Ninguém sabia ao certo quando ela havia se instalado no
número 21 daquela rua. Pelo que todos se lembravam, estava ali desde sempre. No
mesmo lugar, do mesmo jeito. Nada havia mudado. Tudo permanecia como estivera.
As mesmas estantes, luminárias e baús. Até os livros eram os mesmos. Nenhum
volume entrara ou saíra por aquela porta desde o dia em que ela tinha sido
aberta para o público.
Placa ou letreiro algum indicavam que naquela antiga
construção, atrás daquela pequena entrada, resguardada por aquela pesada porta
de madeira, escondia-se um universo particular de histórias nunca contadas.

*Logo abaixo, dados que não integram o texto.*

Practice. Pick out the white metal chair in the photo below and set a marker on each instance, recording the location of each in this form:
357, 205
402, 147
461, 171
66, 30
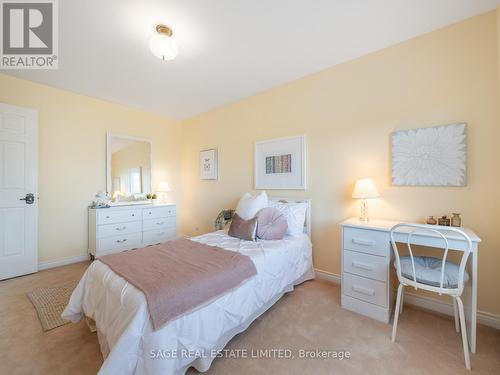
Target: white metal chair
432, 274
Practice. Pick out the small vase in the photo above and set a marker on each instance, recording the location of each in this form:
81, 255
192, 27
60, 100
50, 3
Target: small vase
431, 220
444, 221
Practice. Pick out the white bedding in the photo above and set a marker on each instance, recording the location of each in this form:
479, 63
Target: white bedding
128, 342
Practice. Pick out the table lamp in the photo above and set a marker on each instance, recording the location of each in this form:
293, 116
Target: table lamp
163, 188
365, 189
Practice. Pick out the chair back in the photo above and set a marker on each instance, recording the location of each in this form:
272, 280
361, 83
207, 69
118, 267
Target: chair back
416, 229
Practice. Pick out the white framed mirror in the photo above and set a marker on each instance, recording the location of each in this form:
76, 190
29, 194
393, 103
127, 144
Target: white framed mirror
128, 168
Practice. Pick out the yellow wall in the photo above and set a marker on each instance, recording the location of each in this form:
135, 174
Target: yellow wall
348, 113
72, 157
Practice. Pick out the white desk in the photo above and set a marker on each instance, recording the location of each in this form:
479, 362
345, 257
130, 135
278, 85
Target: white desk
367, 285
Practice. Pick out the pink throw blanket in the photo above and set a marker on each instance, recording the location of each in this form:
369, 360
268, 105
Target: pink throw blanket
179, 276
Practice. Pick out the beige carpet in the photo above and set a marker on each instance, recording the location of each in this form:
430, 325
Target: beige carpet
50, 302
308, 318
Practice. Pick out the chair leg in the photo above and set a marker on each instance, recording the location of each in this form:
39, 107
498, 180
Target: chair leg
396, 312
455, 313
464, 332
402, 301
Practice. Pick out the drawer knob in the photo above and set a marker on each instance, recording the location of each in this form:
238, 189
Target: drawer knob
365, 291
363, 266
363, 242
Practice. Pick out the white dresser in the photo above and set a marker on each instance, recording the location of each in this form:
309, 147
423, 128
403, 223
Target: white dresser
366, 270
122, 228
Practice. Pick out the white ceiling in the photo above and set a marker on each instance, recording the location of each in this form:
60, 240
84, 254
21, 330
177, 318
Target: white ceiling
228, 49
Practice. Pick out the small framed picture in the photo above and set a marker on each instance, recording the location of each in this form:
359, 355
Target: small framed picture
208, 164
281, 163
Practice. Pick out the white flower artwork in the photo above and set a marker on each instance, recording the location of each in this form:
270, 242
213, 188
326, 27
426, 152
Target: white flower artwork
434, 156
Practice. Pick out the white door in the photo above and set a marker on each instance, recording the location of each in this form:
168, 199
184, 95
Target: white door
18, 191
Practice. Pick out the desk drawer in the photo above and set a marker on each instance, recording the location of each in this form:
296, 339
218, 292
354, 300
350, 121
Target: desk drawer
121, 242
371, 266
109, 230
153, 237
110, 217
367, 241
156, 212
365, 289
160, 223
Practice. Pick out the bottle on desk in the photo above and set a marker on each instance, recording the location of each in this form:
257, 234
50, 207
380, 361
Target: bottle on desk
456, 220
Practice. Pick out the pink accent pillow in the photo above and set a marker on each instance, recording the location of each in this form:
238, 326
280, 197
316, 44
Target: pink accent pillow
271, 224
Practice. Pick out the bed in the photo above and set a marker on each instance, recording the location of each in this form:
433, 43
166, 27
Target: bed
126, 336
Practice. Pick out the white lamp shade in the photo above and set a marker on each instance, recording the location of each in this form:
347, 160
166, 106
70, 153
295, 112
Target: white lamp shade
365, 189
163, 47
163, 187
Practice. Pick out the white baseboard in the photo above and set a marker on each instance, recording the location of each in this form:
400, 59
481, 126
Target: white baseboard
328, 276
483, 317
62, 262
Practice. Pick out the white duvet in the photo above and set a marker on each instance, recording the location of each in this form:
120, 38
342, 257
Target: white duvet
128, 342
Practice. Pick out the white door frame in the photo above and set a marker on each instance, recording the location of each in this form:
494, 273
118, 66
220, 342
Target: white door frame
18, 218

O lugar era pequeno, com estreitos corredores. A madeira do
piso emitia ruídos a cada passo dado sobre ela. Um cheiro de papel antigo
tomava conta do ar.
Havia apenas uma mesa, sobre a qual repousava apenas um
livro com páginas em branco. Ao lado dele, apenas um lápis. Ao lado do lápis,
um bule cheio de café e uma caneca. A mesa ficava em um canto, iluminada por
dois elegantes candelabros nos quais velas ardiam ininterruptamente.

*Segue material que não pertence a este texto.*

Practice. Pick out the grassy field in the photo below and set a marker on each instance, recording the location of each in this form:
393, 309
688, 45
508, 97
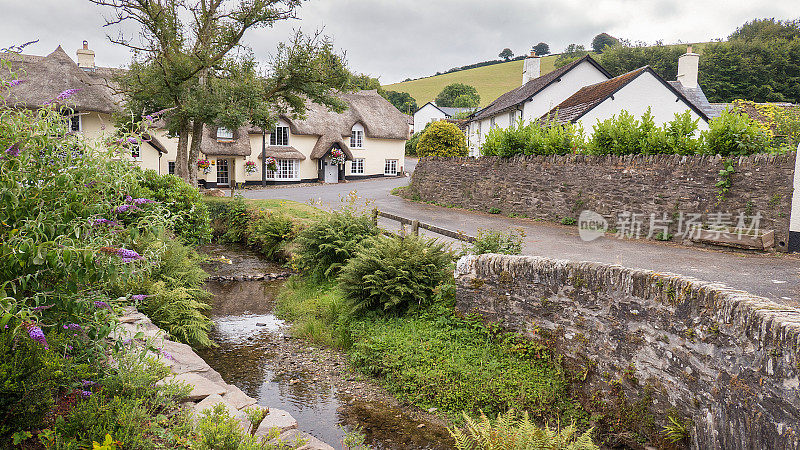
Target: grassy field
490, 81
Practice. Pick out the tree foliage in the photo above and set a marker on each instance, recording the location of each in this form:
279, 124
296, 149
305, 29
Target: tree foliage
452, 92
442, 138
541, 49
603, 40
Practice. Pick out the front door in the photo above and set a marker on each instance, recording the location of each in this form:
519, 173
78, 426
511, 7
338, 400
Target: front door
223, 173
331, 172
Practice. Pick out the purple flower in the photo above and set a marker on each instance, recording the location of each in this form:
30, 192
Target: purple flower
37, 335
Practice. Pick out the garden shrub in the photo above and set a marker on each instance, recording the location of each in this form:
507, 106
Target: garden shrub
510, 430
326, 245
492, 241
393, 273
442, 138
733, 134
533, 138
188, 214
270, 233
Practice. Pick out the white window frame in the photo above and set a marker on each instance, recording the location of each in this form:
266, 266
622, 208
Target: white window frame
279, 136
357, 166
390, 167
224, 134
287, 170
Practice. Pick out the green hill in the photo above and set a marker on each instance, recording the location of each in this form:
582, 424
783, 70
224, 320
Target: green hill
490, 81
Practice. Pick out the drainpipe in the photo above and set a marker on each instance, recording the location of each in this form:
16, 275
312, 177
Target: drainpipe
263, 157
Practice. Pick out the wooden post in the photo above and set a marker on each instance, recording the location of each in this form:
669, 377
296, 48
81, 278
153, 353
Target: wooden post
415, 227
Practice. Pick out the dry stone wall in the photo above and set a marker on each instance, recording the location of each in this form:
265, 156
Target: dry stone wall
208, 387
723, 358
556, 187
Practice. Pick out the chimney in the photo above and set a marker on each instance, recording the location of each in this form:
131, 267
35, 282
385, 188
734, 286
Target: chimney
531, 67
86, 57
688, 67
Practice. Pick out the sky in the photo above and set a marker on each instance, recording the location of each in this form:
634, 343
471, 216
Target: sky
394, 40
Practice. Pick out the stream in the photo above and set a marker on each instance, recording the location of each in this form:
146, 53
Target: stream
257, 354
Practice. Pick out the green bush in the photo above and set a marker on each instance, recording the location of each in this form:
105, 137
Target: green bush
733, 134
188, 214
392, 273
511, 431
326, 246
533, 139
442, 138
270, 233
491, 241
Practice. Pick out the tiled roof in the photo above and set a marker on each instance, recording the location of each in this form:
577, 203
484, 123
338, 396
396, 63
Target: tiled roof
523, 93
588, 97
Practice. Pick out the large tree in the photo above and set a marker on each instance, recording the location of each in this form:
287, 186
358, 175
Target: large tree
466, 95
185, 62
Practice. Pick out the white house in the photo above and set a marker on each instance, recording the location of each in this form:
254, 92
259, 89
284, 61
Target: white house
429, 112
371, 132
537, 95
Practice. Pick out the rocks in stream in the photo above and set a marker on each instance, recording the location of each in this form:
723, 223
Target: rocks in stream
263, 277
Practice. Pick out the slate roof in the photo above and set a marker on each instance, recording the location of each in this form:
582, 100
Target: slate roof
588, 97
525, 92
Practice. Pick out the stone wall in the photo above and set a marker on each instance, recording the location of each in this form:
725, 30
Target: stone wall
723, 358
555, 187
207, 386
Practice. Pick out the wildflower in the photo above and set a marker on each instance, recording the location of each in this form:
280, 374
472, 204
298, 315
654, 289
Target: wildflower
37, 335
13, 150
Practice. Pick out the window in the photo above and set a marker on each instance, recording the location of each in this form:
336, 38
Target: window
357, 166
280, 136
287, 170
391, 167
357, 138
224, 134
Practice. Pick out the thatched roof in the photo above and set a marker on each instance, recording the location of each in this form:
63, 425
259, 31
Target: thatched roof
238, 146
283, 152
522, 94
46, 77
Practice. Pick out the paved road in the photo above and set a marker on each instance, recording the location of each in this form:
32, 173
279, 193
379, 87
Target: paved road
773, 276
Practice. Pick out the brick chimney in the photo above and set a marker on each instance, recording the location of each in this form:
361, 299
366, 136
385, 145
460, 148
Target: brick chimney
531, 67
688, 67
86, 57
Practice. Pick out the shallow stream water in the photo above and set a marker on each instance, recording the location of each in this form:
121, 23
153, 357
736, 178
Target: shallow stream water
256, 355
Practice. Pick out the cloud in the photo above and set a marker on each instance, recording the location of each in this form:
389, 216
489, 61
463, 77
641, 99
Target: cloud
394, 40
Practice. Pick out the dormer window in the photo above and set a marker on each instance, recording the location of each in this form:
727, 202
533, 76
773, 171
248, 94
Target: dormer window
357, 137
280, 136
224, 134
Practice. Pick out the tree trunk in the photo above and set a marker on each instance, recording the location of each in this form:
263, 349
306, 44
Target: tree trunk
181, 161
194, 151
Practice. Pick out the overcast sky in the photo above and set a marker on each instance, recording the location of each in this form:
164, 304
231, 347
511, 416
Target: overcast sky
394, 39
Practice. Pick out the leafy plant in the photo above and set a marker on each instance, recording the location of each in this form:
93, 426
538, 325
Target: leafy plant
491, 241
326, 246
392, 273
514, 432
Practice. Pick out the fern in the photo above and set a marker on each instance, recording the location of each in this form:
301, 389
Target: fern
509, 431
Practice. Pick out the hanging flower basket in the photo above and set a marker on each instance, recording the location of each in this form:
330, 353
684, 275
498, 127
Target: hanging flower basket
204, 165
337, 156
272, 164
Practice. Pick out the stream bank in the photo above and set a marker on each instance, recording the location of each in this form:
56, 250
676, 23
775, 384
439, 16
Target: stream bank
257, 354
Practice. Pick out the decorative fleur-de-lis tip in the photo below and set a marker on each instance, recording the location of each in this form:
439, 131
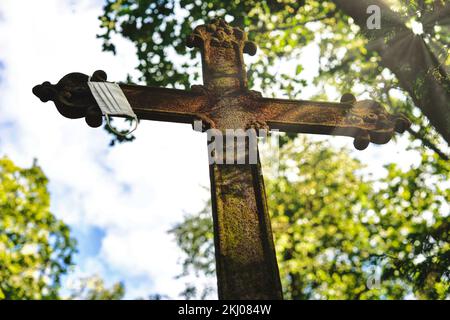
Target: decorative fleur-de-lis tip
71, 96
373, 114
218, 33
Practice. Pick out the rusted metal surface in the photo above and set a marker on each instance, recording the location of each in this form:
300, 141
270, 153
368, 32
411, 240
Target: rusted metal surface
245, 255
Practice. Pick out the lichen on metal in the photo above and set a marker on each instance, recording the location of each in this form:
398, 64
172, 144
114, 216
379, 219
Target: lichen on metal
245, 254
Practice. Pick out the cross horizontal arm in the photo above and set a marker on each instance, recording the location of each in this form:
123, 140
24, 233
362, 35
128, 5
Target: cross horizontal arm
73, 99
366, 120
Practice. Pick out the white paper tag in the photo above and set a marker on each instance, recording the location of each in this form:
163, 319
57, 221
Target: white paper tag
112, 102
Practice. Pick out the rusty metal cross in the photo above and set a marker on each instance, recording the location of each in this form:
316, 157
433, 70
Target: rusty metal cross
245, 256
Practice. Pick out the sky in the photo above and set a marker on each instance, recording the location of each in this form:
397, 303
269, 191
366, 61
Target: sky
121, 201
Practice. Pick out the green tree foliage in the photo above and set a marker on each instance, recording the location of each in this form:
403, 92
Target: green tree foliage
36, 248
339, 235
351, 57
335, 229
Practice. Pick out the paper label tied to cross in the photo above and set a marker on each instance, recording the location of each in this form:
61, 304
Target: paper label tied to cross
112, 102
110, 99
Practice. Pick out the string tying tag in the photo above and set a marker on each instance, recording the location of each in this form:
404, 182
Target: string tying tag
112, 102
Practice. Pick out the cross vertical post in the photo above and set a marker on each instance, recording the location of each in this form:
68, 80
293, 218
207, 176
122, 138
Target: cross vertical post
245, 256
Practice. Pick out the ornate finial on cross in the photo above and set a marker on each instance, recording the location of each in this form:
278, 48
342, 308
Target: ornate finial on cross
222, 48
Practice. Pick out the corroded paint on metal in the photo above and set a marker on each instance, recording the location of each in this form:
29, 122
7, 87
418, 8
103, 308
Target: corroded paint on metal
245, 255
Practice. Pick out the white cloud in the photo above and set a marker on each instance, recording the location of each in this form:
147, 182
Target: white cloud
134, 192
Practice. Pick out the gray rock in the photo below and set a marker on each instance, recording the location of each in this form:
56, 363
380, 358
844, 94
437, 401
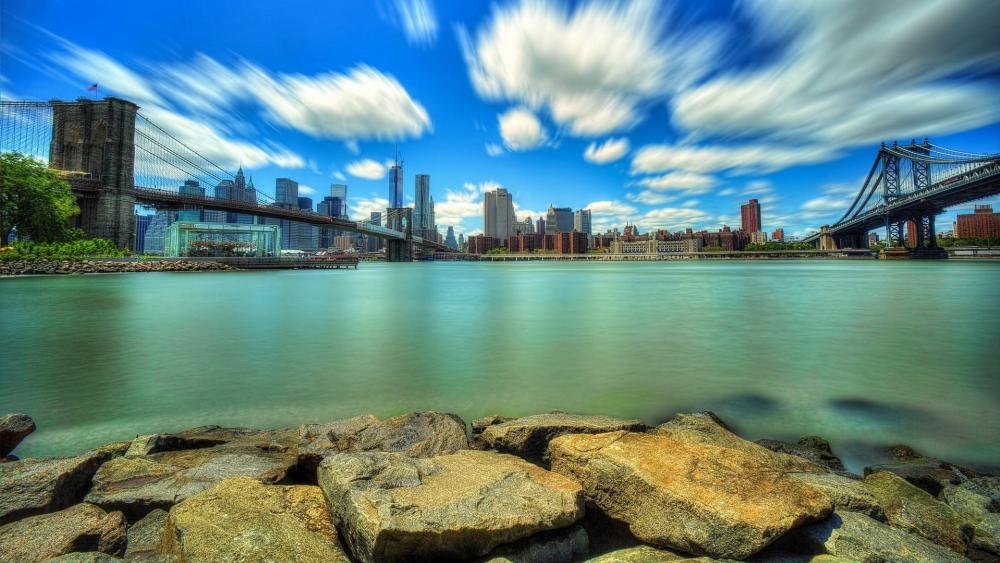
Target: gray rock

Aquela não era uma livraria comum. Ali não se vendiam nem se
compravam livros. Ali se reuniam memórias.
Eu lembro até hoje da primeira vez que passei em frente ao
prédio. Chovia uma chuva fina, dessas que a gente mal sente tocar na pele e,
quando a toca, molha como se acarinhasse. Aquele não havia sido um bom dia. Lembranças
que eu achava que tinha guardado em algum lugarzinho bem escondido do meu
passado saltaram frente aos meus olhos. Tudo havia voltado. Tudo que eu achava
ter deixado para trás.
Era um fim de tarde de segunda-feira. Eu caminhava de volta
para casa após o trabalho. Na rua, um incessante vai e vem de pessoas com
pressa. Esbarravam-se umas nas outras. Ninguém pedia desculpas. Seguiam seus
passos cronometrados em suas vidas roteirizadas.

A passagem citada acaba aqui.